Prograde and Retrograde Gas Flow around Disk-embedded Companions: Dependence on Eccentricity, Mass, and Disk Properties

We apply 3D hydrodynamical simulations to study the rotational aspect of gas flow patterns around eccentric companions embedded in an accretion disk. We sample a wide range of companion mass ratios q and disk aspect ratios h0, and confirm a generic transition from prograde (steady tidal interaction dominated) to retrograde (background Keplerian shear dominated) circumcompanion flow when orbital eccentricity exceeds a critical value et. We find et ∼ h0 for subthermal companions while ${e}_{t}\sim {(q/{h}_{0}^{3})}^{1/3}$ for superthermal companions, and propose an empirical formula to unify the two scenarios. Our results also suggest that et is insensitive to modest levels of turbulence, modeled in the form of a kinematic viscosity term.

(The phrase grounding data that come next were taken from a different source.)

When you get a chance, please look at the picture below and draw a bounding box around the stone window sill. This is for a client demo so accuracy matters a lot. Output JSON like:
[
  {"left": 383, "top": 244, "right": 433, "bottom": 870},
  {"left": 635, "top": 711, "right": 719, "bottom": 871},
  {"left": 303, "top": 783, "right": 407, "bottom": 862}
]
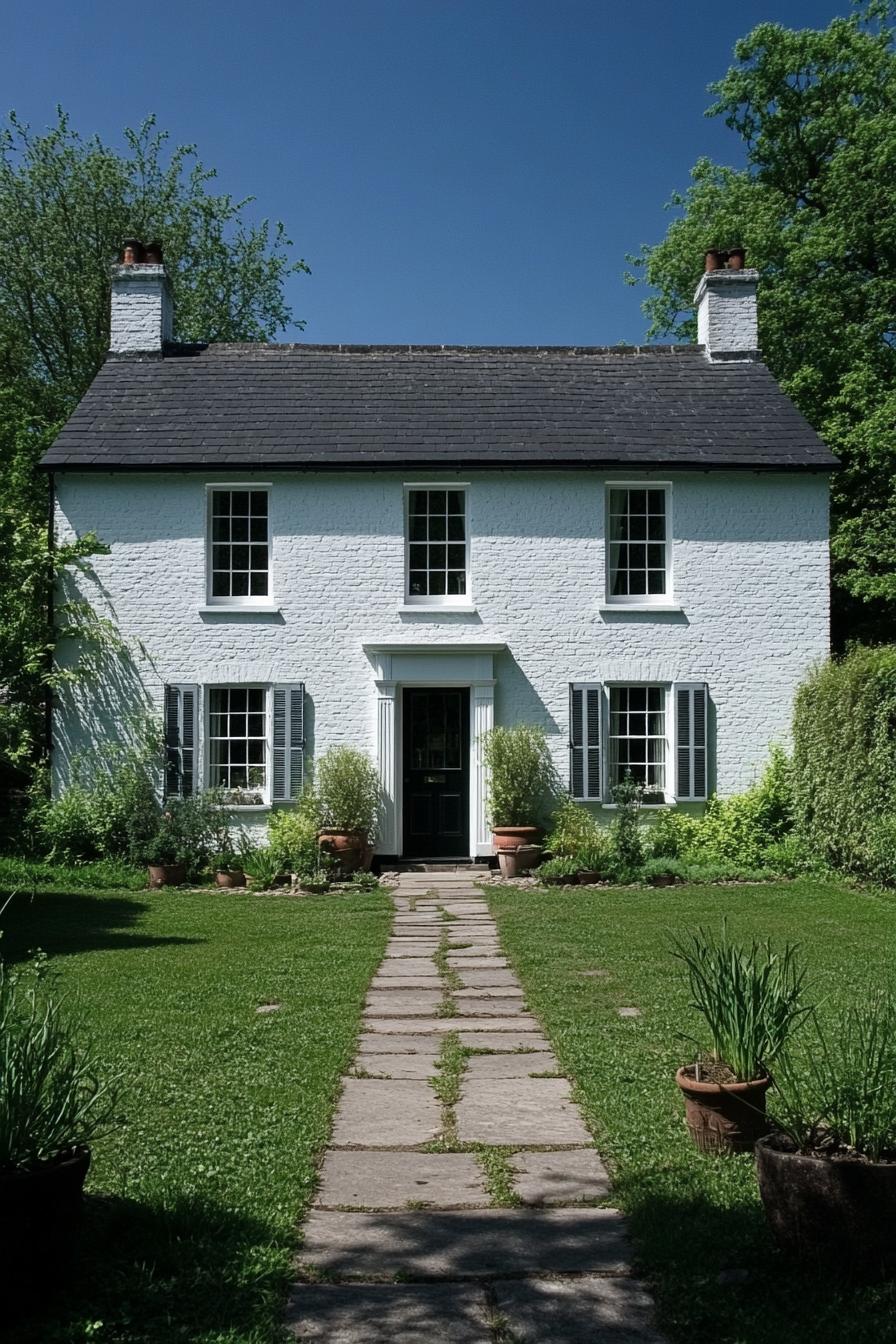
[
  {"left": 599, "top": 603, "right": 683, "bottom": 614},
  {"left": 199, "top": 604, "right": 281, "bottom": 616},
  {"left": 398, "top": 604, "right": 478, "bottom": 614}
]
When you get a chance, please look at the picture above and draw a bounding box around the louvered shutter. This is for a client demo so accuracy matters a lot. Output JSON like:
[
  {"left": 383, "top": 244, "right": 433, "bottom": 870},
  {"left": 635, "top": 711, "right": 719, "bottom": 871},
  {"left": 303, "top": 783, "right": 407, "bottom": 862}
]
[
  {"left": 675, "top": 682, "right": 708, "bottom": 801},
  {"left": 164, "top": 684, "right": 199, "bottom": 797},
  {"left": 272, "top": 683, "right": 305, "bottom": 801},
  {"left": 569, "top": 683, "right": 603, "bottom": 801}
]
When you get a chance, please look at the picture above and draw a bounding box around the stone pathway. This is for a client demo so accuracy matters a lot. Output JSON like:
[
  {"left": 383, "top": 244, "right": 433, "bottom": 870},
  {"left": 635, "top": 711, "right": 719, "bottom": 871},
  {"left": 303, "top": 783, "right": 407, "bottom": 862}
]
[{"left": 286, "top": 870, "right": 665, "bottom": 1342}]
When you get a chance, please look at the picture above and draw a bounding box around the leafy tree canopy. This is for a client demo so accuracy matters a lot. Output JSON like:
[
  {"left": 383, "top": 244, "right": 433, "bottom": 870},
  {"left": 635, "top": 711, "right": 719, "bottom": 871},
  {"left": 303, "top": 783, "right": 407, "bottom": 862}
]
[
  {"left": 628, "top": 1, "right": 896, "bottom": 640},
  {"left": 0, "top": 109, "right": 307, "bottom": 767}
]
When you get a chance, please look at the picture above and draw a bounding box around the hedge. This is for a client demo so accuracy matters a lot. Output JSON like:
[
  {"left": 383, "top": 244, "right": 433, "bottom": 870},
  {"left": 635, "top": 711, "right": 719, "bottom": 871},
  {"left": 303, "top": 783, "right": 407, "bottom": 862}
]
[{"left": 792, "top": 646, "right": 896, "bottom": 882}]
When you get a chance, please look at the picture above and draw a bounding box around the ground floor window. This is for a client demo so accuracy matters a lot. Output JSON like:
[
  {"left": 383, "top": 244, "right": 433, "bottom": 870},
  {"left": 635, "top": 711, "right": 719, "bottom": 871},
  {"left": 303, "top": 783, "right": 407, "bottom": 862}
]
[
  {"left": 208, "top": 686, "right": 267, "bottom": 802},
  {"left": 608, "top": 684, "right": 667, "bottom": 800}
]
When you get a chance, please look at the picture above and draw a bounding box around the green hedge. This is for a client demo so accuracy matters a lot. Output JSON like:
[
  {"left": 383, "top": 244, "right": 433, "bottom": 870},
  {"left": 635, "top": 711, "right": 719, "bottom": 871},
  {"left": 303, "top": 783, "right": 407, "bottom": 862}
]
[{"left": 793, "top": 646, "right": 896, "bottom": 882}]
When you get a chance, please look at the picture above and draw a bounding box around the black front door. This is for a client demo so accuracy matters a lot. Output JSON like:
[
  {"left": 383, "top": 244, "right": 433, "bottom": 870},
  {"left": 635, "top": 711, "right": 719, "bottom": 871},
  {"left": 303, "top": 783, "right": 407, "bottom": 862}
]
[{"left": 402, "top": 688, "right": 470, "bottom": 859}]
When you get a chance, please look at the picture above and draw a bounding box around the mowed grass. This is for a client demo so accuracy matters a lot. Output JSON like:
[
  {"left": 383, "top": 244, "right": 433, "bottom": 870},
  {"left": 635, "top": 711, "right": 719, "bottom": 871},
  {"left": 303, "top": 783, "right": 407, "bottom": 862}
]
[
  {"left": 486, "top": 878, "right": 896, "bottom": 1344},
  {"left": 0, "top": 866, "right": 391, "bottom": 1343}
]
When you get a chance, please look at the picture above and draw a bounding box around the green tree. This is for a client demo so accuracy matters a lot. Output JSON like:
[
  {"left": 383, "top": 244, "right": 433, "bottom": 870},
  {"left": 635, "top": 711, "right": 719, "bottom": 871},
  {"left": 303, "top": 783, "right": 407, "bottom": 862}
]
[
  {"left": 628, "top": 2, "right": 896, "bottom": 643},
  {"left": 0, "top": 110, "right": 308, "bottom": 767}
]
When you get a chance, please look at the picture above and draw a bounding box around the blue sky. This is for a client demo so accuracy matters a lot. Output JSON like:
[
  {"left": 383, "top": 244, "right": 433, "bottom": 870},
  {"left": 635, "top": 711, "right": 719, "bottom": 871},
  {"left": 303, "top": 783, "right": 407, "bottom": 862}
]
[{"left": 4, "top": 0, "right": 845, "bottom": 345}]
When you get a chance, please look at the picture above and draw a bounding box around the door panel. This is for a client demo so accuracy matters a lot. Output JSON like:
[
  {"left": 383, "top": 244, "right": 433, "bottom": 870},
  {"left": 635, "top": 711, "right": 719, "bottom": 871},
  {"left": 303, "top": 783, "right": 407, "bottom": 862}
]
[{"left": 402, "top": 688, "right": 470, "bottom": 858}]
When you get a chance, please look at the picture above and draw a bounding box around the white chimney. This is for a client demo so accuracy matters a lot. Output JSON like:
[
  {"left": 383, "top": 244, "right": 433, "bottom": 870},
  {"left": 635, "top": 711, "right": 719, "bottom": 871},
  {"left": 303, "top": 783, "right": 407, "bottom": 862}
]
[
  {"left": 109, "top": 243, "right": 173, "bottom": 355},
  {"left": 694, "top": 263, "right": 759, "bottom": 361}
]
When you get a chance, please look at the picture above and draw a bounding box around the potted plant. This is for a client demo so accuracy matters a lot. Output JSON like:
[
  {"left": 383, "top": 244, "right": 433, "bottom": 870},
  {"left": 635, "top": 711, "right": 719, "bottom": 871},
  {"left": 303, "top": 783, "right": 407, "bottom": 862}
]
[
  {"left": 243, "top": 844, "right": 288, "bottom": 890},
  {"left": 671, "top": 923, "right": 810, "bottom": 1154},
  {"left": 576, "top": 834, "right": 613, "bottom": 884},
  {"left": 210, "top": 818, "right": 248, "bottom": 888},
  {"left": 642, "top": 857, "right": 687, "bottom": 888},
  {"left": 316, "top": 747, "right": 381, "bottom": 875},
  {"left": 482, "top": 725, "right": 558, "bottom": 851},
  {"left": 0, "top": 956, "right": 120, "bottom": 1315},
  {"left": 497, "top": 844, "right": 542, "bottom": 879},
  {"left": 756, "top": 995, "right": 896, "bottom": 1279},
  {"left": 537, "top": 854, "right": 580, "bottom": 886},
  {"left": 142, "top": 794, "right": 217, "bottom": 887}
]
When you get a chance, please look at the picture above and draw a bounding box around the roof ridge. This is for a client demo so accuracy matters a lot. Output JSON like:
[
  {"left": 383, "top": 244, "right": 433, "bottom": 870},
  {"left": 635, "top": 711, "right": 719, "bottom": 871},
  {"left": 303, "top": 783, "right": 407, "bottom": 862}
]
[{"left": 167, "top": 341, "right": 704, "bottom": 358}]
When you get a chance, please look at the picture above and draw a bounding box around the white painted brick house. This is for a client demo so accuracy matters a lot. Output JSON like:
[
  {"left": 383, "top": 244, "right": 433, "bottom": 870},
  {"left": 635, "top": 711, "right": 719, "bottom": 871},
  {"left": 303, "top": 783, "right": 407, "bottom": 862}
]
[{"left": 42, "top": 256, "right": 835, "bottom": 861}]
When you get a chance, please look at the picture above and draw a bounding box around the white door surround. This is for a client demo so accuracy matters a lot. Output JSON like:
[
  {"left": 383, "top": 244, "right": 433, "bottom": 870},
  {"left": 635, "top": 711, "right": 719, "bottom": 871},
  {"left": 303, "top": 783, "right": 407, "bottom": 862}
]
[{"left": 364, "top": 643, "right": 504, "bottom": 858}]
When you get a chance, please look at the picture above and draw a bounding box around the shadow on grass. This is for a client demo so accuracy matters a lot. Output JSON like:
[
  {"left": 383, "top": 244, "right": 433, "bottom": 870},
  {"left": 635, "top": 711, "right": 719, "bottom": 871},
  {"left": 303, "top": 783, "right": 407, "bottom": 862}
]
[
  {"left": 0, "top": 891, "right": 201, "bottom": 963},
  {"left": 616, "top": 1175, "right": 896, "bottom": 1344},
  {"left": 11, "top": 1191, "right": 291, "bottom": 1343}
]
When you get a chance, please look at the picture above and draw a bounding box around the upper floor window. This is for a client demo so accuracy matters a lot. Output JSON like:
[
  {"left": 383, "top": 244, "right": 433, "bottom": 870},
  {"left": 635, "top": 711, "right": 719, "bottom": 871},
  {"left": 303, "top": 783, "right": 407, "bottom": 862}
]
[
  {"left": 406, "top": 487, "right": 468, "bottom": 603},
  {"left": 208, "top": 488, "right": 270, "bottom": 603},
  {"left": 606, "top": 485, "right": 670, "bottom": 603}
]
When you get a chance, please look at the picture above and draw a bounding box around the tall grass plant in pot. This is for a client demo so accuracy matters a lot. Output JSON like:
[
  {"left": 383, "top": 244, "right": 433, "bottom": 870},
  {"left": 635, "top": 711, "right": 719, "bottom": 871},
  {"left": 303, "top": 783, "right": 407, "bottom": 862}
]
[
  {"left": 0, "top": 956, "right": 119, "bottom": 1314},
  {"left": 671, "top": 923, "right": 810, "bottom": 1154},
  {"left": 757, "top": 995, "right": 896, "bottom": 1278},
  {"left": 482, "top": 725, "right": 558, "bottom": 851}
]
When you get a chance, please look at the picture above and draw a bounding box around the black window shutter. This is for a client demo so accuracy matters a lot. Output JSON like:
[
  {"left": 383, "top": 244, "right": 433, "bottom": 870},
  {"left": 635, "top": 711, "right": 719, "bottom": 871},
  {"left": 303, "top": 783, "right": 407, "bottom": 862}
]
[
  {"left": 272, "top": 684, "right": 305, "bottom": 801},
  {"left": 164, "top": 684, "right": 199, "bottom": 797}
]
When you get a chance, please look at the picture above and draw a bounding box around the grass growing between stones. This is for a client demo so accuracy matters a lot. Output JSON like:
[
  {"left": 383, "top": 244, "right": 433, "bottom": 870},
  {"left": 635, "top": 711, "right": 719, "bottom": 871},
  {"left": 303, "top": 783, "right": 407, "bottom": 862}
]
[
  {"left": 475, "top": 1148, "right": 522, "bottom": 1208},
  {"left": 486, "top": 877, "right": 896, "bottom": 1344},
  {"left": 0, "top": 871, "right": 391, "bottom": 1343}
]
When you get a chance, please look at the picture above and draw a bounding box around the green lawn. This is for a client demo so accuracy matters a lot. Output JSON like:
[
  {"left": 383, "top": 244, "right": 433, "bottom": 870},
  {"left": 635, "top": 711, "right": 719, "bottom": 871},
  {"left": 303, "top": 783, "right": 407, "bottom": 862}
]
[
  {"left": 0, "top": 864, "right": 391, "bottom": 1344},
  {"left": 486, "top": 878, "right": 896, "bottom": 1344}
]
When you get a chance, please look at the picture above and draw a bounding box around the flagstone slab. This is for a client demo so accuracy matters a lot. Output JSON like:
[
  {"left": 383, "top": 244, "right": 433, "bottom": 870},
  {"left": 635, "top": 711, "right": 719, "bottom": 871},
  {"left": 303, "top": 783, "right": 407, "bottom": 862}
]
[
  {"left": 384, "top": 943, "right": 440, "bottom": 957},
  {"left": 375, "top": 957, "right": 437, "bottom": 976},
  {"left": 456, "top": 1078, "right": 591, "bottom": 1145},
  {"left": 464, "top": 1052, "right": 560, "bottom": 1079},
  {"left": 286, "top": 1283, "right": 491, "bottom": 1342},
  {"left": 454, "top": 997, "right": 526, "bottom": 1016},
  {"left": 299, "top": 1208, "right": 630, "bottom": 1278},
  {"left": 458, "top": 1030, "right": 553, "bottom": 1050},
  {"left": 330, "top": 1079, "right": 441, "bottom": 1147},
  {"left": 357, "top": 1033, "right": 449, "bottom": 1053},
  {"left": 510, "top": 1149, "right": 611, "bottom": 1205},
  {"left": 489, "top": 1276, "right": 666, "bottom": 1343},
  {"left": 353, "top": 1053, "right": 439, "bottom": 1079},
  {"left": 370, "top": 976, "right": 444, "bottom": 992},
  {"left": 364, "top": 990, "right": 444, "bottom": 1015},
  {"left": 454, "top": 985, "right": 524, "bottom": 998},
  {"left": 364, "top": 1016, "right": 539, "bottom": 1034},
  {"left": 447, "top": 956, "right": 510, "bottom": 969},
  {"left": 316, "top": 1151, "right": 489, "bottom": 1210},
  {"left": 456, "top": 969, "right": 520, "bottom": 988}
]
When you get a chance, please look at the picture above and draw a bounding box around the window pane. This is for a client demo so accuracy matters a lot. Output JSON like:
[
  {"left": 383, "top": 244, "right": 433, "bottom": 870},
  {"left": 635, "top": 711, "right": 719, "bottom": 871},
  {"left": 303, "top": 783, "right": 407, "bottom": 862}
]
[
  {"left": 231, "top": 516, "right": 249, "bottom": 542},
  {"left": 447, "top": 570, "right": 466, "bottom": 594},
  {"left": 447, "top": 514, "right": 465, "bottom": 541},
  {"left": 648, "top": 515, "right": 665, "bottom": 540},
  {"left": 647, "top": 544, "right": 665, "bottom": 568},
  {"left": 429, "top": 514, "right": 446, "bottom": 541},
  {"left": 428, "top": 544, "right": 446, "bottom": 569},
  {"left": 212, "top": 545, "right": 229, "bottom": 570},
  {"left": 628, "top": 571, "right": 646, "bottom": 594},
  {"left": 212, "top": 571, "right": 229, "bottom": 596},
  {"left": 409, "top": 571, "right": 426, "bottom": 594},
  {"left": 250, "top": 571, "right": 268, "bottom": 596},
  {"left": 409, "top": 544, "right": 427, "bottom": 569},
  {"left": 212, "top": 517, "right": 230, "bottom": 542},
  {"left": 250, "top": 545, "right": 268, "bottom": 570},
  {"left": 447, "top": 491, "right": 464, "bottom": 514},
  {"left": 629, "top": 489, "right": 647, "bottom": 514},
  {"left": 629, "top": 515, "right": 646, "bottom": 540},
  {"left": 212, "top": 492, "right": 230, "bottom": 517},
  {"left": 648, "top": 490, "right": 665, "bottom": 513},
  {"left": 429, "top": 490, "right": 447, "bottom": 513},
  {"left": 231, "top": 491, "right": 249, "bottom": 515},
  {"left": 447, "top": 544, "right": 465, "bottom": 569},
  {"left": 250, "top": 516, "right": 267, "bottom": 542},
  {"left": 648, "top": 570, "right": 666, "bottom": 594},
  {"left": 429, "top": 570, "right": 446, "bottom": 594},
  {"left": 231, "top": 571, "right": 249, "bottom": 596},
  {"left": 231, "top": 545, "right": 249, "bottom": 570},
  {"left": 250, "top": 491, "right": 267, "bottom": 514},
  {"left": 409, "top": 490, "right": 427, "bottom": 515}
]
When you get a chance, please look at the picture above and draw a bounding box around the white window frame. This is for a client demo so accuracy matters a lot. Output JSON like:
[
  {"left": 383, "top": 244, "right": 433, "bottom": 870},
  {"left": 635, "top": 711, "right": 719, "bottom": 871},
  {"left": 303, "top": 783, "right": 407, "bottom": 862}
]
[
  {"left": 205, "top": 483, "right": 274, "bottom": 608},
  {"left": 604, "top": 481, "right": 673, "bottom": 607},
  {"left": 403, "top": 483, "right": 471, "bottom": 606},
  {"left": 604, "top": 681, "right": 674, "bottom": 805},
  {"left": 204, "top": 683, "right": 272, "bottom": 807}
]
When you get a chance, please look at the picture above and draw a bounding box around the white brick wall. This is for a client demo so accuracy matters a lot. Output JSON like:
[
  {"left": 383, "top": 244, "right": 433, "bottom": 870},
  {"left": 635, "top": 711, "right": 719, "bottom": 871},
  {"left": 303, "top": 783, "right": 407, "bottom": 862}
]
[
  {"left": 109, "top": 266, "right": 173, "bottom": 353},
  {"left": 52, "top": 468, "right": 830, "bottom": 842},
  {"left": 695, "top": 271, "right": 759, "bottom": 358}
]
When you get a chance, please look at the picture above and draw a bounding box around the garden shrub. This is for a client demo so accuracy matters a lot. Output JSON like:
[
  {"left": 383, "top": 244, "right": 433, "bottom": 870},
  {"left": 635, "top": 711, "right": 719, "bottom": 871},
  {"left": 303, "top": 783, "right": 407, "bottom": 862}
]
[
  {"left": 34, "top": 739, "right": 162, "bottom": 864},
  {"left": 545, "top": 797, "right": 604, "bottom": 857},
  {"left": 316, "top": 747, "right": 380, "bottom": 838},
  {"left": 793, "top": 647, "right": 896, "bottom": 880},
  {"left": 267, "top": 790, "right": 322, "bottom": 877},
  {"left": 482, "top": 725, "right": 559, "bottom": 827},
  {"left": 648, "top": 807, "right": 701, "bottom": 859}
]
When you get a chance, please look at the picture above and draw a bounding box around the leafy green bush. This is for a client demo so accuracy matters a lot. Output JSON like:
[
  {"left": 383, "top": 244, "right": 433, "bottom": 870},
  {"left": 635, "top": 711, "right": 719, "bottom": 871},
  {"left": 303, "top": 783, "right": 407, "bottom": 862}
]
[
  {"left": 37, "top": 784, "right": 97, "bottom": 861},
  {"left": 0, "top": 956, "right": 120, "bottom": 1169},
  {"left": 316, "top": 747, "right": 380, "bottom": 839},
  {"left": 35, "top": 741, "right": 162, "bottom": 865},
  {"left": 648, "top": 807, "right": 701, "bottom": 859},
  {"left": 575, "top": 831, "right": 615, "bottom": 875},
  {"left": 671, "top": 923, "right": 811, "bottom": 1082},
  {"left": 267, "top": 791, "right": 322, "bottom": 877},
  {"left": 483, "top": 725, "right": 558, "bottom": 827},
  {"left": 537, "top": 855, "right": 580, "bottom": 881},
  {"left": 242, "top": 845, "right": 287, "bottom": 889},
  {"left": 609, "top": 773, "right": 647, "bottom": 876},
  {"left": 545, "top": 797, "right": 604, "bottom": 857},
  {"left": 793, "top": 647, "right": 896, "bottom": 879},
  {"left": 141, "top": 794, "right": 220, "bottom": 876}
]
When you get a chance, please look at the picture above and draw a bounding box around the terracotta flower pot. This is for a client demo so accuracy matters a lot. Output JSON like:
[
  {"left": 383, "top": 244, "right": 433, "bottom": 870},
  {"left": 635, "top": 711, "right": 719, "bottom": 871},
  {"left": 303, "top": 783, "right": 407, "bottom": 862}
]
[
  {"left": 215, "top": 869, "right": 246, "bottom": 889},
  {"left": 515, "top": 844, "right": 542, "bottom": 872},
  {"left": 756, "top": 1134, "right": 896, "bottom": 1279},
  {"left": 147, "top": 862, "right": 186, "bottom": 888},
  {"left": 498, "top": 849, "right": 521, "bottom": 878},
  {"left": 0, "top": 1146, "right": 90, "bottom": 1315},
  {"left": 675, "top": 1066, "right": 772, "bottom": 1154},
  {"left": 318, "top": 829, "right": 364, "bottom": 875},
  {"left": 492, "top": 826, "right": 540, "bottom": 852}
]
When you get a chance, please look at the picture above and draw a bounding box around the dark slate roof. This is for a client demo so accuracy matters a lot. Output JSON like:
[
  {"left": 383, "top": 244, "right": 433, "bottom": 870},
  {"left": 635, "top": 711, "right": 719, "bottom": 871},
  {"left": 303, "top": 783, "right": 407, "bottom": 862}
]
[{"left": 41, "top": 343, "right": 837, "bottom": 471}]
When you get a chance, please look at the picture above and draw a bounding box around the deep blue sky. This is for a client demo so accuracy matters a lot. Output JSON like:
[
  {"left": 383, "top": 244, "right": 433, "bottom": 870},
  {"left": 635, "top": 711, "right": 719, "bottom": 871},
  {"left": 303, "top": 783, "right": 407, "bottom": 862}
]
[{"left": 4, "top": 0, "right": 845, "bottom": 345}]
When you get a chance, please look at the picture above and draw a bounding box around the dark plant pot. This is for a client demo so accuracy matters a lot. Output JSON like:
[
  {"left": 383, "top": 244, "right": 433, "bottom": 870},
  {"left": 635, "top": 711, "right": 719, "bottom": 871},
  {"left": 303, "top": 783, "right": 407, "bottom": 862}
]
[
  {"left": 215, "top": 869, "right": 246, "bottom": 888},
  {"left": 541, "top": 873, "right": 572, "bottom": 887},
  {"left": 300, "top": 880, "right": 330, "bottom": 894},
  {"left": 755, "top": 1134, "right": 896, "bottom": 1279},
  {"left": 492, "top": 826, "right": 540, "bottom": 852},
  {"left": 0, "top": 1146, "right": 90, "bottom": 1315},
  {"left": 318, "top": 829, "right": 364, "bottom": 874},
  {"left": 147, "top": 862, "right": 186, "bottom": 888},
  {"left": 515, "top": 844, "right": 542, "bottom": 872},
  {"left": 649, "top": 873, "right": 679, "bottom": 888},
  {"left": 577, "top": 870, "right": 603, "bottom": 885},
  {"left": 675, "top": 1066, "right": 771, "bottom": 1154}
]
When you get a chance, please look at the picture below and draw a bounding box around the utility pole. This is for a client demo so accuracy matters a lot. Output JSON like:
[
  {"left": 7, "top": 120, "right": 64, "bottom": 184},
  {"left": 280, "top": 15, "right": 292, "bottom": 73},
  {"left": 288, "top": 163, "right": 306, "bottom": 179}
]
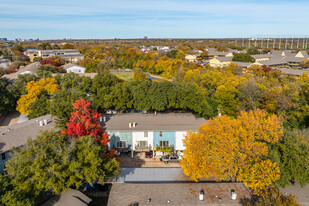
[
  {"left": 261, "top": 38, "right": 263, "bottom": 47},
  {"left": 279, "top": 38, "right": 281, "bottom": 49},
  {"left": 249, "top": 39, "right": 251, "bottom": 48},
  {"left": 242, "top": 38, "right": 244, "bottom": 47},
  {"left": 273, "top": 38, "right": 276, "bottom": 49},
  {"left": 297, "top": 38, "right": 299, "bottom": 49},
  {"left": 303, "top": 38, "right": 305, "bottom": 49},
  {"left": 306, "top": 37, "right": 308, "bottom": 49},
  {"left": 255, "top": 38, "right": 257, "bottom": 47},
  {"left": 285, "top": 38, "right": 288, "bottom": 50},
  {"left": 291, "top": 38, "right": 293, "bottom": 50}
]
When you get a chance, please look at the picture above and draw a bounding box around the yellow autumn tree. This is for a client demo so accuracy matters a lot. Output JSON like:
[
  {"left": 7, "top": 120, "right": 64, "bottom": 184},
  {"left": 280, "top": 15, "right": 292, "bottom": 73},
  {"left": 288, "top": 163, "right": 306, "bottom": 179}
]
[
  {"left": 17, "top": 78, "right": 59, "bottom": 115},
  {"left": 180, "top": 109, "right": 283, "bottom": 195}
]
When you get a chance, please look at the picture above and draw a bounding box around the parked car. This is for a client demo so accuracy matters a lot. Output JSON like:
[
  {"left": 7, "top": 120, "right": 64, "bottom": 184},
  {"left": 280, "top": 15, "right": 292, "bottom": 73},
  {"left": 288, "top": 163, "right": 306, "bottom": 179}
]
[
  {"left": 145, "top": 152, "right": 153, "bottom": 158},
  {"left": 160, "top": 154, "right": 180, "bottom": 164}
]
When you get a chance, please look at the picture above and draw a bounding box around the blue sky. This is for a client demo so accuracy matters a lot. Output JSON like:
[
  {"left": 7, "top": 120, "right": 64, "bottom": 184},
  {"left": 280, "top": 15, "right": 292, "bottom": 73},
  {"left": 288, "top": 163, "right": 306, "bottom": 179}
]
[{"left": 1, "top": 0, "right": 309, "bottom": 39}]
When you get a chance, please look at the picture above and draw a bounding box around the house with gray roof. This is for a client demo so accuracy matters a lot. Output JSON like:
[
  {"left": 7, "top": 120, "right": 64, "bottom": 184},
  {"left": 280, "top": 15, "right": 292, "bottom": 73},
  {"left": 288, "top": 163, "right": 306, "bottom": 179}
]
[
  {"left": 61, "top": 63, "right": 86, "bottom": 73},
  {"left": 2, "top": 62, "right": 41, "bottom": 81},
  {"left": 0, "top": 115, "right": 55, "bottom": 172},
  {"left": 107, "top": 182, "right": 251, "bottom": 206},
  {"left": 103, "top": 113, "right": 206, "bottom": 154},
  {"left": 0, "top": 58, "right": 9, "bottom": 69}
]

In the context of stellar-mass black holes (sBHs) embedded in active galactic nucleus (AGN) accretion disks, the bifurcation of their circumstellar disk rotation suggests the formation of a population of nearly antialigned sBHs, whose relevance to low spin gravitational wave events can be probed in more detail with future population models of sBH evolution in AGN disks, making use of our quantitative scaling for et; in the context of circumplanetary disks (CPDs), our results suggest the possibility of forming retrograde satellites in situ in retrograde CPDs around eccentric planets.